Publication year - 2002
Publication title -
european journal of neuroscience
Language(s) - English
Resource type - Journals
SCImago Journal Rank - 1.346
H-Index - 206
eISSN - 1460-9568
pISSN - 0953-816X
DOI - 10.1046/j.1460-9568.2002.02260.x
Subject(s) - long term potentiation , protein kinase a , phosphatase , forskolin , ltp induction , okadaic acid , adenylyl cyclase , microbiology and biotechnology , chemistry , protein phosphatase 1 , activator (genetics) , kinase , biology , biochemistry , phosphorylation , signal transduction , receptor
Protein kinases and phosphatases play antagonistic roles in regulating hippocampal long‐term potentiation (LTP), with kinase inhibition and phosphatase activation both impairing LTP. The late phase of LTP (L‐LTP) requires activation of cAMP‐dependent protein kinase (PKA) for its full expression.
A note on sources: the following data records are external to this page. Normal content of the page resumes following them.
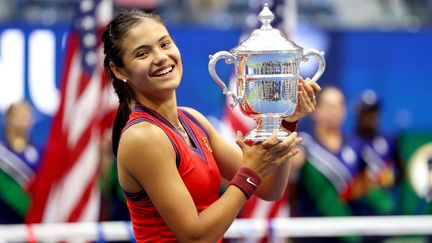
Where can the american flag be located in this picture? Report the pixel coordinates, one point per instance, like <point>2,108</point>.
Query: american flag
<point>285,12</point>
<point>65,189</point>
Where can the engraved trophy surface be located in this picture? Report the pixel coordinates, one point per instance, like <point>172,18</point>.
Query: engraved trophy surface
<point>267,71</point>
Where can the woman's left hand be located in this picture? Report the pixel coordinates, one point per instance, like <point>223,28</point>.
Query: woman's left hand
<point>306,101</point>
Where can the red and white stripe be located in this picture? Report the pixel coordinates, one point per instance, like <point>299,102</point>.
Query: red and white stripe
<point>65,189</point>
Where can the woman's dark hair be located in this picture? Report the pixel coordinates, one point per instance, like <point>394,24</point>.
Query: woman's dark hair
<point>112,38</point>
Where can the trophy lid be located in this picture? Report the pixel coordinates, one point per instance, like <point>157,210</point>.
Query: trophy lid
<point>266,39</point>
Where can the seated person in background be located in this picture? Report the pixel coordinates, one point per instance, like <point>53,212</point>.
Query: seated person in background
<point>382,167</point>
<point>330,177</point>
<point>19,160</point>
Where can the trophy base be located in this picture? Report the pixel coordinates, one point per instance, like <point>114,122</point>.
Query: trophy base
<point>258,135</point>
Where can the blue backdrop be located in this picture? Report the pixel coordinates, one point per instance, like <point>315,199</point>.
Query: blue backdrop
<point>395,64</point>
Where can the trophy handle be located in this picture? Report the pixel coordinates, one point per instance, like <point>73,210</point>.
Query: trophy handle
<point>321,61</point>
<point>229,59</point>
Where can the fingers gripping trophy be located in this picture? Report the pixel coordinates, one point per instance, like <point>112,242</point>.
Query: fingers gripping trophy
<point>267,72</point>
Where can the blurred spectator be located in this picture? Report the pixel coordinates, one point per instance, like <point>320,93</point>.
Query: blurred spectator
<point>19,160</point>
<point>329,177</point>
<point>113,203</point>
<point>383,169</point>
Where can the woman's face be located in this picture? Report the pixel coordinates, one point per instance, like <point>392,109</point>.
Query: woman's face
<point>152,62</point>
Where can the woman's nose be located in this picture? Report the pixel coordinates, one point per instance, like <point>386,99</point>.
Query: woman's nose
<point>160,57</point>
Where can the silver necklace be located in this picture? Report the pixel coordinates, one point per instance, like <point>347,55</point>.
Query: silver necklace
<point>183,132</point>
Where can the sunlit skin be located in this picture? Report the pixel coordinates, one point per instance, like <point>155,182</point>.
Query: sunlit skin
<point>146,158</point>
<point>18,123</point>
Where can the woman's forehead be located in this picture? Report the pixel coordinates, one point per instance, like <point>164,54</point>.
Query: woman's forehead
<point>147,29</point>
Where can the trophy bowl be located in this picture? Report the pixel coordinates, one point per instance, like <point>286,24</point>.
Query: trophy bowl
<point>267,73</point>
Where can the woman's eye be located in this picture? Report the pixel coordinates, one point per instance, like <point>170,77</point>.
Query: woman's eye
<point>166,44</point>
<point>142,53</point>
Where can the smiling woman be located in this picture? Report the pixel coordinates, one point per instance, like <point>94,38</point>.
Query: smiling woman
<point>171,159</point>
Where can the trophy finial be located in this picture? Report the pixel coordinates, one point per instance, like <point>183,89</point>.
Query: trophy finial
<point>266,17</point>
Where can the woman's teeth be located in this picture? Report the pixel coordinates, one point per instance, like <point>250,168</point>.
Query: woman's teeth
<point>163,72</point>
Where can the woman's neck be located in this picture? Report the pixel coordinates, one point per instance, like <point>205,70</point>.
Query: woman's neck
<point>167,108</point>
<point>331,138</point>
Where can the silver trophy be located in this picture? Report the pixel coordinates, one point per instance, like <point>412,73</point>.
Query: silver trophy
<point>267,72</point>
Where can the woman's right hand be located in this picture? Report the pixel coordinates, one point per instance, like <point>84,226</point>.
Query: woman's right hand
<point>264,157</point>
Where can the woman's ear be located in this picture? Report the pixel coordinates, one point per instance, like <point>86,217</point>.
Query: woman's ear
<point>118,72</point>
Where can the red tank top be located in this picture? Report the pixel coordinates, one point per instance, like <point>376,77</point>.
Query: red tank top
<point>196,166</point>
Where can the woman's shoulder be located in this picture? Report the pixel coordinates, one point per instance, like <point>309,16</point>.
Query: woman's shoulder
<point>143,134</point>
<point>196,114</point>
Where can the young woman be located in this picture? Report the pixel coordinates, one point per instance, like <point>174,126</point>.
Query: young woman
<point>171,159</point>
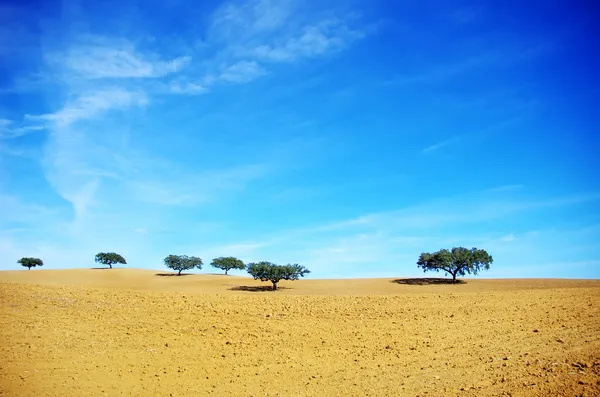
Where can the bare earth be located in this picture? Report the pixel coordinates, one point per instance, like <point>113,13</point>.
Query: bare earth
<point>126,332</point>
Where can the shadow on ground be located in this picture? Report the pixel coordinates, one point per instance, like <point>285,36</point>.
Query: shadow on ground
<point>254,288</point>
<point>427,281</point>
<point>172,274</point>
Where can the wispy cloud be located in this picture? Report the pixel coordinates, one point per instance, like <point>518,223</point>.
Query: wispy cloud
<point>100,58</point>
<point>326,37</point>
<point>442,144</point>
<point>242,72</point>
<point>93,105</point>
<point>8,129</point>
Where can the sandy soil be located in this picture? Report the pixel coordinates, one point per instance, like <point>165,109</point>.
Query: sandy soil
<point>126,332</point>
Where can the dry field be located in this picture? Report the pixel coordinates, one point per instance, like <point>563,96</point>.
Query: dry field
<point>126,332</point>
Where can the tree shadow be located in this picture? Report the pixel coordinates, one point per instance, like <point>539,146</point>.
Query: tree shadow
<point>427,281</point>
<point>254,288</point>
<point>172,274</point>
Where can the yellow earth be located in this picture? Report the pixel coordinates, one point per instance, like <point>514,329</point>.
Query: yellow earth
<point>131,332</point>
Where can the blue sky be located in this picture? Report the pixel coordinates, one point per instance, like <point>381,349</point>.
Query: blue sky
<point>347,136</point>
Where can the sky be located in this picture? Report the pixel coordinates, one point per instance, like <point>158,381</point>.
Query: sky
<point>346,136</point>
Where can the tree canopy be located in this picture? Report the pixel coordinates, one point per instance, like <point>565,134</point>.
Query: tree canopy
<point>267,271</point>
<point>458,261</point>
<point>30,262</point>
<point>228,263</point>
<point>109,258</point>
<point>182,262</point>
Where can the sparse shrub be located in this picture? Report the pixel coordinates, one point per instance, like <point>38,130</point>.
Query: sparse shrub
<point>459,261</point>
<point>267,271</point>
<point>182,262</point>
<point>228,263</point>
<point>109,258</point>
<point>30,262</point>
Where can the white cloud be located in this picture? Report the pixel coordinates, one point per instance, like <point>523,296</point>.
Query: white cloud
<point>242,72</point>
<point>328,36</point>
<point>100,58</point>
<point>92,105</point>
<point>188,88</point>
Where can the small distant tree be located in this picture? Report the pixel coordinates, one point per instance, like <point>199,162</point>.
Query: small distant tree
<point>30,262</point>
<point>228,263</point>
<point>458,261</point>
<point>182,262</point>
<point>109,258</point>
<point>267,271</point>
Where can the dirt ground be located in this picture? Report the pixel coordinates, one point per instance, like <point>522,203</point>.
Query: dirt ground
<point>126,332</point>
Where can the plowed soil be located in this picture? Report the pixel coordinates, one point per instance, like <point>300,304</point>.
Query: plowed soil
<point>126,332</point>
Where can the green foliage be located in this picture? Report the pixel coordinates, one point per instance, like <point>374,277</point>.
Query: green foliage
<point>182,262</point>
<point>267,271</point>
<point>228,263</point>
<point>109,258</point>
<point>459,261</point>
<point>30,262</point>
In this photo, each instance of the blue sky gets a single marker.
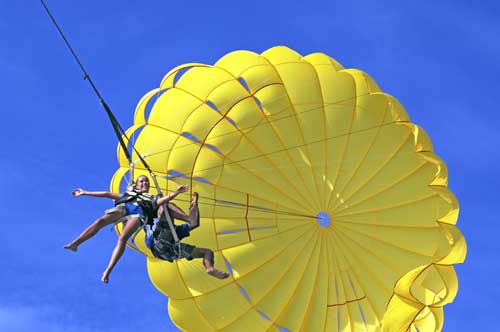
(439, 58)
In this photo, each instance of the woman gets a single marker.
(129, 210)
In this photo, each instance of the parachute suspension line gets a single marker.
(120, 133)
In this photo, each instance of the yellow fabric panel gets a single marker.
(222, 315)
(201, 81)
(166, 277)
(197, 321)
(320, 59)
(139, 116)
(272, 142)
(175, 73)
(249, 321)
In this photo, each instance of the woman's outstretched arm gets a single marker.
(80, 192)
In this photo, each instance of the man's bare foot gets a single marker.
(194, 200)
(217, 273)
(72, 247)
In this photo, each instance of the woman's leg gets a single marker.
(128, 229)
(92, 230)
(208, 262)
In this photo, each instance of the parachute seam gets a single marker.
(320, 88)
(232, 162)
(315, 248)
(265, 119)
(377, 171)
(419, 199)
(202, 144)
(354, 257)
(236, 280)
(275, 67)
(341, 164)
(363, 159)
(390, 186)
(273, 286)
(314, 293)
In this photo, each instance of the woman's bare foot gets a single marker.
(71, 246)
(194, 200)
(105, 277)
(217, 273)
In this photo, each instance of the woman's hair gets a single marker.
(141, 176)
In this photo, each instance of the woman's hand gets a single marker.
(182, 189)
(78, 192)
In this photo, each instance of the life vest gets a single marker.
(146, 202)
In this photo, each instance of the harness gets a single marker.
(144, 200)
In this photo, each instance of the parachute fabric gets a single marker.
(324, 202)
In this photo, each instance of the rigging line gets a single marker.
(114, 123)
(120, 133)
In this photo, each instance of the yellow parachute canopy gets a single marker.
(324, 202)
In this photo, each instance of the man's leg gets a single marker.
(208, 262)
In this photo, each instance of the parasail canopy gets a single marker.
(318, 195)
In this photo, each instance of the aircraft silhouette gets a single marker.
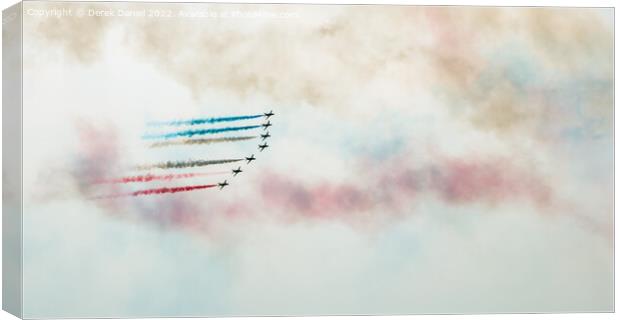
(250, 158)
(237, 171)
(269, 114)
(222, 184)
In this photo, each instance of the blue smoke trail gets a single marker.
(197, 132)
(193, 122)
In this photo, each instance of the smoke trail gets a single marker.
(197, 132)
(184, 164)
(167, 177)
(192, 122)
(199, 141)
(164, 190)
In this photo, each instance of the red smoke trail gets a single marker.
(164, 190)
(166, 177)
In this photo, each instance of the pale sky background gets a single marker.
(423, 160)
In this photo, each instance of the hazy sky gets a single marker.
(422, 160)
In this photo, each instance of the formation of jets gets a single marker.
(261, 147)
(237, 171)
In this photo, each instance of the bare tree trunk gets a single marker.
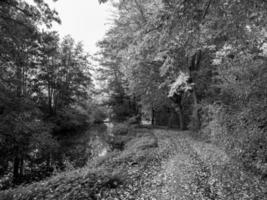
(16, 167)
(21, 166)
(152, 116)
(181, 117)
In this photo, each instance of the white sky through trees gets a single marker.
(85, 20)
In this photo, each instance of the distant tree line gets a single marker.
(205, 60)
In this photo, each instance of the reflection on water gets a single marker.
(79, 149)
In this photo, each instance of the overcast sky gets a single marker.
(84, 20)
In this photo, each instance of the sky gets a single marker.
(85, 20)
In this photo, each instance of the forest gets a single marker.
(196, 68)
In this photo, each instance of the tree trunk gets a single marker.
(152, 116)
(16, 168)
(21, 166)
(181, 117)
(195, 115)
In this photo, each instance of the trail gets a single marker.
(179, 168)
(199, 170)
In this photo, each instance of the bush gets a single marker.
(120, 129)
(98, 115)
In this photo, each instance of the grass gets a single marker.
(101, 176)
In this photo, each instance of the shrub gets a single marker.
(120, 129)
(98, 115)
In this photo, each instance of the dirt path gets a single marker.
(178, 168)
(198, 170)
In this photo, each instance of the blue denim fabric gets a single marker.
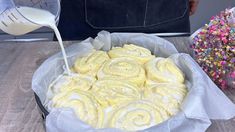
(85, 18)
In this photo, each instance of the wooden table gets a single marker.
(18, 109)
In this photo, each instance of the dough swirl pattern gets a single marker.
(122, 69)
(140, 54)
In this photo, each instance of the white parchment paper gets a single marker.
(203, 102)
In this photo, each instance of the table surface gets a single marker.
(18, 109)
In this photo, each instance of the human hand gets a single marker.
(193, 6)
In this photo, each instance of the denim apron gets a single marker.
(80, 19)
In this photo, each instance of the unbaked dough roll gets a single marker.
(137, 115)
(122, 69)
(140, 54)
(68, 82)
(91, 63)
(84, 105)
(111, 92)
(163, 70)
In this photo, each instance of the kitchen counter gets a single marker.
(18, 108)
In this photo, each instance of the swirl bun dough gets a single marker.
(122, 69)
(140, 54)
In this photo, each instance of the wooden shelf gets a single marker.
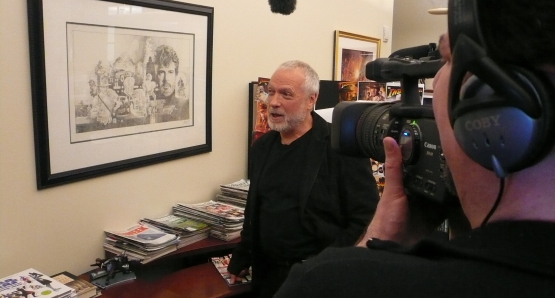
(173, 275)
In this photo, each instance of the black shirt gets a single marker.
(282, 234)
(502, 259)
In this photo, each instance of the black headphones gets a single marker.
(503, 115)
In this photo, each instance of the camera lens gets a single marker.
(373, 125)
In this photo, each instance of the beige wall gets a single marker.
(61, 228)
(414, 26)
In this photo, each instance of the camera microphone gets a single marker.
(414, 52)
(284, 7)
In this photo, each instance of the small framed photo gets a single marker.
(352, 53)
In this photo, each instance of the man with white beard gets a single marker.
(303, 196)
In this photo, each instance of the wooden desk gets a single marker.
(166, 278)
(194, 282)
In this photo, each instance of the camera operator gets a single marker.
(509, 251)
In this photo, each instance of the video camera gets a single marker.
(358, 128)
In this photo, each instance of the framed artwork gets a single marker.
(118, 84)
(352, 53)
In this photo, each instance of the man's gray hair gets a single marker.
(312, 81)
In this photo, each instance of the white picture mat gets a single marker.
(65, 156)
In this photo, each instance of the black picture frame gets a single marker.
(71, 143)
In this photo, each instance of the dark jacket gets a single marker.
(337, 201)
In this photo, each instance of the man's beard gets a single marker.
(448, 179)
(290, 121)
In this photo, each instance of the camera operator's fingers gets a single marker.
(393, 169)
(233, 278)
(390, 222)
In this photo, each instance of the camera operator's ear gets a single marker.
(503, 116)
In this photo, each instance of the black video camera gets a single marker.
(358, 128)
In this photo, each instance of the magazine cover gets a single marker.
(34, 283)
(143, 234)
(83, 288)
(218, 209)
(240, 186)
(221, 265)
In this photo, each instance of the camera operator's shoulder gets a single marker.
(265, 139)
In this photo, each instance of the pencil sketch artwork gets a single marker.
(353, 65)
(126, 81)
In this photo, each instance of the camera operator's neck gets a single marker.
(289, 136)
(530, 193)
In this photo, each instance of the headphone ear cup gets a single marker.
(499, 136)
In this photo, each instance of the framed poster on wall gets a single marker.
(118, 84)
(351, 54)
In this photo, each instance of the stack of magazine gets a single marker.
(33, 283)
(225, 220)
(188, 230)
(141, 242)
(234, 193)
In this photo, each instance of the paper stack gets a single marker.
(188, 230)
(225, 220)
(33, 283)
(234, 193)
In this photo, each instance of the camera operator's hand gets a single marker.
(397, 218)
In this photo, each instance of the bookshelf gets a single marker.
(187, 272)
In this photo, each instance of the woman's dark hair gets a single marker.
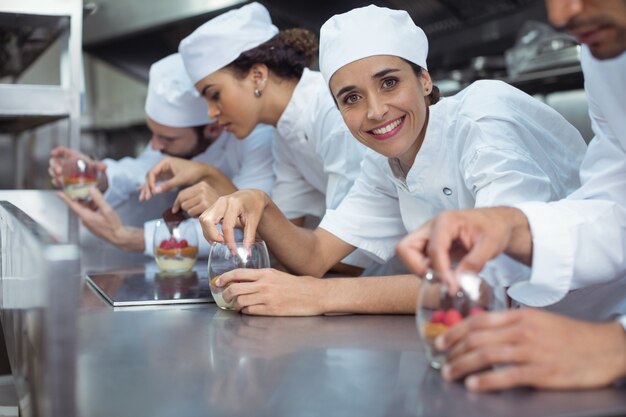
(286, 54)
(434, 95)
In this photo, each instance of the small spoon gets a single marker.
(172, 220)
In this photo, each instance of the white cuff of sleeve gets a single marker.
(553, 253)
(148, 236)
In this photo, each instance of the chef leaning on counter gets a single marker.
(577, 243)
(264, 71)
(489, 144)
(179, 121)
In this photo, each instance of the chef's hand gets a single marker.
(539, 349)
(472, 237)
(105, 223)
(269, 292)
(170, 173)
(195, 199)
(243, 208)
(60, 154)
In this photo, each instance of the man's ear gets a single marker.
(212, 131)
(259, 74)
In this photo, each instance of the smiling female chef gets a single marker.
(253, 74)
(489, 144)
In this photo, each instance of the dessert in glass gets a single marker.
(225, 257)
(79, 176)
(175, 246)
(438, 310)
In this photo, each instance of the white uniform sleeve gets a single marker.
(580, 241)
(126, 174)
(369, 217)
(256, 169)
(292, 193)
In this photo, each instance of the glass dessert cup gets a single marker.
(175, 246)
(438, 310)
(226, 257)
(79, 176)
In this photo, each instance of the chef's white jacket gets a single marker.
(248, 163)
(580, 241)
(490, 144)
(316, 158)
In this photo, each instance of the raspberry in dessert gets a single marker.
(174, 255)
(440, 321)
(77, 184)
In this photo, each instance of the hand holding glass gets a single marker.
(79, 175)
(438, 310)
(225, 257)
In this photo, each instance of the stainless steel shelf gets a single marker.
(33, 100)
(25, 38)
(27, 29)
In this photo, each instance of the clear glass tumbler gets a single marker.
(225, 257)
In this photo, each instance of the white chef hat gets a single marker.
(222, 39)
(172, 100)
(369, 31)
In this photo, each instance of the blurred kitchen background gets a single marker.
(74, 73)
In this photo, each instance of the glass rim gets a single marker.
(237, 242)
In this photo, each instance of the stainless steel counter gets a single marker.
(197, 360)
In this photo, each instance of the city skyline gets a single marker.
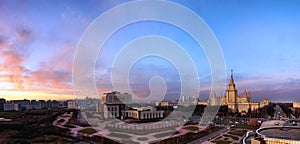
(259, 42)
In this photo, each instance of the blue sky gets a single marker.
(259, 40)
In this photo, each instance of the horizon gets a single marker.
(260, 43)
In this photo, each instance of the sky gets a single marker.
(260, 41)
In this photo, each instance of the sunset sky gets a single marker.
(260, 40)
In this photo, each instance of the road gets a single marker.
(205, 138)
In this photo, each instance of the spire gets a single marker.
(231, 77)
(231, 85)
(245, 93)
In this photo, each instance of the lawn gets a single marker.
(88, 131)
(238, 132)
(142, 138)
(119, 135)
(165, 134)
(191, 128)
(231, 136)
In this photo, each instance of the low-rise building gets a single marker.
(11, 107)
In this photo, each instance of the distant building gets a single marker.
(35, 104)
(234, 102)
(116, 98)
(113, 103)
(167, 103)
(11, 107)
(296, 104)
(143, 113)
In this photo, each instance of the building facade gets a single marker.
(143, 113)
(234, 102)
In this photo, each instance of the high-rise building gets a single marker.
(234, 102)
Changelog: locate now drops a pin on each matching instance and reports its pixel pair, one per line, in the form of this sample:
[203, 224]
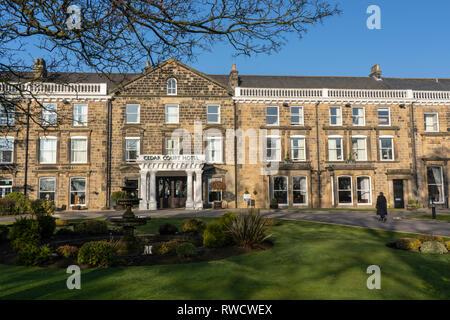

One way in which PKA may critically modulate L‐LTP is by relieving an inhibitory constraint imposed by protein phosphatases. Using mutant PKA mice [R(AB) transgenic mice] that have genetically reduced hippocampal PKA activity, we show that deficient L‐LTP in area CA1 of mutant hippocampal slices is rescued by acute application of two inhibitors of protein phosphatase‐1 and protein phosphatase‐2A (PP1/2A) (okadaic acid and calyculin A). Furthermore, synaptic facilitation induced by forskolin, an adenylyl cyclase activator, was impaired in R(AB) transgenics and was also rescued by a PP1/2A inhibitor in mutant slices. Inhibition of PP1/2A did not affect early LTP (E‐LTP) or basal synaptic transmission in mutant and wildtype slices. Our data show that genetic inhibition of PKA impairs L‐LTP by reducing PKA‐mediated suppression of PP1/2A.